Le 31 décembre 2019, les autorités chinoises informaient l’OMS (Organisation Mondiale de la Santé) de plusieurs cas groupés de pneumonies dans la ville de Wuhan en Chine. Le 7 janvier 2020, un virus a finalement été identifié comme étant un nouveau Coronavirus, nommé par après Covid-19 par l’OMS. Si le réservoir du virus est probablement d’origine animale, rien n’a encore été confirmé avec certitude. 

Le samedi 14 mars, la France est passé au stade 3 de l’épidémie. Après l’annonce des interdictions de rassemblements de plus de 100 personnes, ce sont désormais les restaurants, bars, cafés, cinémas et commerces non essentiels qui ferment leurs portes. Les pharmacies, commerces alimentaires, stations-services, banques, bureaux de tabac, ainsi que les services publics essentiels resteront ouverts. L’objectif est d’éviter de se rassembler, de limiter les réunions amicales et familiales et de n’utiliser les transports en commun que pour aller au travail et seulement si la présence physique au travail est indispensable.

Au total, le Covid-19 touche 150 pays et l’on recense plus de 160 000 cas confirmés, dont 6500 morts dans le monde. Le Coronavirus continue donc de progresser, notamment en Europe, qui a passé la barre des 2.000 morts dimanche (principalement en Italie). En France, le cap des 5.000 cas et 120 morts a été franchi. 

Qu’est-ce que le Coronavirus Covid-19 ?

Pour rappel, les Coronavirus sont une grande famille de virus, qui provoquent des maladies allant d’un simple rhume à des pathologies plus sévères. 

En ce qui concerne le nouveau Coronavirus Covid-19, il se transmet par inhalation de gouttelettes infectieuses (émises lors d’éternuements ou de toux), mais aussi lors de contacts étroits avec une personne malade (en particuliers si vous touchez des mains non lavées) et enfin lors de contacts avec des surfaces fraîchement touchées par une personne atteinte du virus. Il faut savoir que le virus peut survivre quelques heures en extérieur ainsi que sur des surfaces inertes sèches.   

Le délai d’incubation entre la contamination par le Coronavirus Covid-19 et les premiers symptômes est de 3 à 5 jours. Dans certains cas, il peut s’étendre  jusqu’à 14 jours. 

Quels sont les symptômes ?  

Les principaux symptômes sont les maux de tête, les douleurs musculaires et la fatigue.

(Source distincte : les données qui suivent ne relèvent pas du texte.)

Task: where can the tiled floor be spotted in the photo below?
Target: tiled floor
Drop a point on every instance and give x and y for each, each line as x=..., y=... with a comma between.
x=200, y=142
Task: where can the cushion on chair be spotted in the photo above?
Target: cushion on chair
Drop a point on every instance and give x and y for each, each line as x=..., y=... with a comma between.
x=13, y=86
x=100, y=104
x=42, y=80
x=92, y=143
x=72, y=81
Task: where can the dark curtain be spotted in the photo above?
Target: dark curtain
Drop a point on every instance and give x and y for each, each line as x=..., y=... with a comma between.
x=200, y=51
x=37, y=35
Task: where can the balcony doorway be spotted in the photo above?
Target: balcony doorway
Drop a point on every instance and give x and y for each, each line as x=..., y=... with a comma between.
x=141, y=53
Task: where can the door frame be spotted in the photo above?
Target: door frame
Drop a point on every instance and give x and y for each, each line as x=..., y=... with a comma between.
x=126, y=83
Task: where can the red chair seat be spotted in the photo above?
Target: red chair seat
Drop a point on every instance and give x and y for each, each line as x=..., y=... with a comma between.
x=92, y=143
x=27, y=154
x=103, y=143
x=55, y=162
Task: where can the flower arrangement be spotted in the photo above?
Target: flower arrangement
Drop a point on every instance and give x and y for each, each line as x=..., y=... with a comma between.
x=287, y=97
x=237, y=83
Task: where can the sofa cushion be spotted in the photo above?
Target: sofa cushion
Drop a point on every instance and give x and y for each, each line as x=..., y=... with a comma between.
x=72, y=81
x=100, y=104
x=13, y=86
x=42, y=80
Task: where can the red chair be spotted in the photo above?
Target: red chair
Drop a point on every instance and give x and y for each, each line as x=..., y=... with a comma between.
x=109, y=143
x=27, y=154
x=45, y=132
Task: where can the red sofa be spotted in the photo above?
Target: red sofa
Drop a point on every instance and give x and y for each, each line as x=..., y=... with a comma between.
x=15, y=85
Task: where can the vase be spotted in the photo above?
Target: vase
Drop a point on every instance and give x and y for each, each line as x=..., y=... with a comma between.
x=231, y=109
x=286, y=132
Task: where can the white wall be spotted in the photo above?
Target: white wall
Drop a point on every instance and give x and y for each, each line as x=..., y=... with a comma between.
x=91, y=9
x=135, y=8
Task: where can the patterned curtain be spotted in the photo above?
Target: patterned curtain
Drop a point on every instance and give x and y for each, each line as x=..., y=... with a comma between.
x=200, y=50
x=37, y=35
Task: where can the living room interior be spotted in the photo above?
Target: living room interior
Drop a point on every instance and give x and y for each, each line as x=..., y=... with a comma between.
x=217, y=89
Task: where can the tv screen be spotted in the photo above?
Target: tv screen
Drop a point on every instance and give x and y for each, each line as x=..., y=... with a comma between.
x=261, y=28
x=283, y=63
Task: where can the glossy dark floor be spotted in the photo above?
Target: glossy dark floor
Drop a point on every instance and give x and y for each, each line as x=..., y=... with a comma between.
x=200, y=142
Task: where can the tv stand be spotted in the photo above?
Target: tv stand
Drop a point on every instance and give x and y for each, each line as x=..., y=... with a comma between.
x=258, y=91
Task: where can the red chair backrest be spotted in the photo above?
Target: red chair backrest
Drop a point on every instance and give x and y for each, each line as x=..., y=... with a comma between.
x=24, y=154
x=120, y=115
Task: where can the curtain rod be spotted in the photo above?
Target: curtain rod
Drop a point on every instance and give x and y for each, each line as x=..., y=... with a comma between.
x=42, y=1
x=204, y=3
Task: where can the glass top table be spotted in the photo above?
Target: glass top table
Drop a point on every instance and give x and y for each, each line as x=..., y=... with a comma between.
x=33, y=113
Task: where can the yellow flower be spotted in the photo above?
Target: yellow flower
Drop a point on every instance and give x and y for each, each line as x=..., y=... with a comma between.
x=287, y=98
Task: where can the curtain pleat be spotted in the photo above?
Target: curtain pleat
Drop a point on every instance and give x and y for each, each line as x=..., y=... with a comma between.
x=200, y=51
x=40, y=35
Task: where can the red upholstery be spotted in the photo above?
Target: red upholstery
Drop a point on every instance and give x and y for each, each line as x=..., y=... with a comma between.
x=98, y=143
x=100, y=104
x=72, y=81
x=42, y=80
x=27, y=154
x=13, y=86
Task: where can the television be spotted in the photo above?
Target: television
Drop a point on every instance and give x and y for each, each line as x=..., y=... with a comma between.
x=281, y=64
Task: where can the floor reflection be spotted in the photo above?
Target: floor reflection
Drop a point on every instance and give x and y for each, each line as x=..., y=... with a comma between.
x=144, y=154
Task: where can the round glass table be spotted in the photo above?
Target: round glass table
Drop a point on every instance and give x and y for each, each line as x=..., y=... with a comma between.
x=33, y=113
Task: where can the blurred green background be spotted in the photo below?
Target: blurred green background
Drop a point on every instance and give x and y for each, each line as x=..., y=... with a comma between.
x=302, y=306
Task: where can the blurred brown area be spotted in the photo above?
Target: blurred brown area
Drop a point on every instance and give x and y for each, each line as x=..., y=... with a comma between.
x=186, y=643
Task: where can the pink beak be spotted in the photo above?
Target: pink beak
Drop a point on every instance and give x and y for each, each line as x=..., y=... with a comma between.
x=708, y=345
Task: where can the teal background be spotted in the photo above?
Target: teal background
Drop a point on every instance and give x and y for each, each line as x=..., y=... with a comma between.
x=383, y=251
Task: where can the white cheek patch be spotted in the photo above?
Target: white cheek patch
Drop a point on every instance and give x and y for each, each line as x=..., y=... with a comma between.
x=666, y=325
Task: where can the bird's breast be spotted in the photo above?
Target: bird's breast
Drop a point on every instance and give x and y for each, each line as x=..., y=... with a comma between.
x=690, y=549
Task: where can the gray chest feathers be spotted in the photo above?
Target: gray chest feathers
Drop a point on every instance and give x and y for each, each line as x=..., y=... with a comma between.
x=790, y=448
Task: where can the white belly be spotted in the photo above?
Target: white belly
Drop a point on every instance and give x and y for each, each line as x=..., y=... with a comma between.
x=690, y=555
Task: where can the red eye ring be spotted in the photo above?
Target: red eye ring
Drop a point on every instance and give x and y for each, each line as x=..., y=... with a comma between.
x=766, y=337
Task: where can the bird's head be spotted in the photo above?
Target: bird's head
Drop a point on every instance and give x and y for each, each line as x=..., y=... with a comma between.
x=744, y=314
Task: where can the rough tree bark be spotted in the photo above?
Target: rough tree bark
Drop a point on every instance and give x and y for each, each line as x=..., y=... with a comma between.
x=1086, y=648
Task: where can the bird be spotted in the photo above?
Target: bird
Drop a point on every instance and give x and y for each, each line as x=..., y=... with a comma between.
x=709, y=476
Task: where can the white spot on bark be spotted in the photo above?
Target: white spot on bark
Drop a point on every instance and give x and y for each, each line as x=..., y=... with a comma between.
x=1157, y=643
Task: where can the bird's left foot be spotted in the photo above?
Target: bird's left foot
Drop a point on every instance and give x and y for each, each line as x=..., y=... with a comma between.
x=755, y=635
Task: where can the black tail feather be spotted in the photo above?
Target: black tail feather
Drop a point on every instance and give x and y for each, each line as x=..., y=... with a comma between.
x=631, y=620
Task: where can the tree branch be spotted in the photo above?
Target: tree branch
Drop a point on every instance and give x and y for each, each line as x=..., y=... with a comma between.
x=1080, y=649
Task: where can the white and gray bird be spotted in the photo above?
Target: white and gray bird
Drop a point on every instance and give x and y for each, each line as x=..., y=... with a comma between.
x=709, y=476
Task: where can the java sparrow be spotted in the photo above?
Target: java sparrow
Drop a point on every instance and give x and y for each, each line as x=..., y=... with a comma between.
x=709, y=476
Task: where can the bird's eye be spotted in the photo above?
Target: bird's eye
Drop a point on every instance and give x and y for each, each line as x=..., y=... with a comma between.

La fièvre (ou la sensation de fièvre) et les difficultés respiratoires arrivent secondairement (souvent 2-3 jours après les premiers symptômes). 

Comment confirmer un cas de Coronavirus Covid-19 ? 

Pour savoir si une personne est positive au Coronavirus, un test diagnostic doit être effectué dans les établissements de santé de référence (ESR), uniquement si la suspicion de la maladie est validée par le SAMU et un infectiologue référent. 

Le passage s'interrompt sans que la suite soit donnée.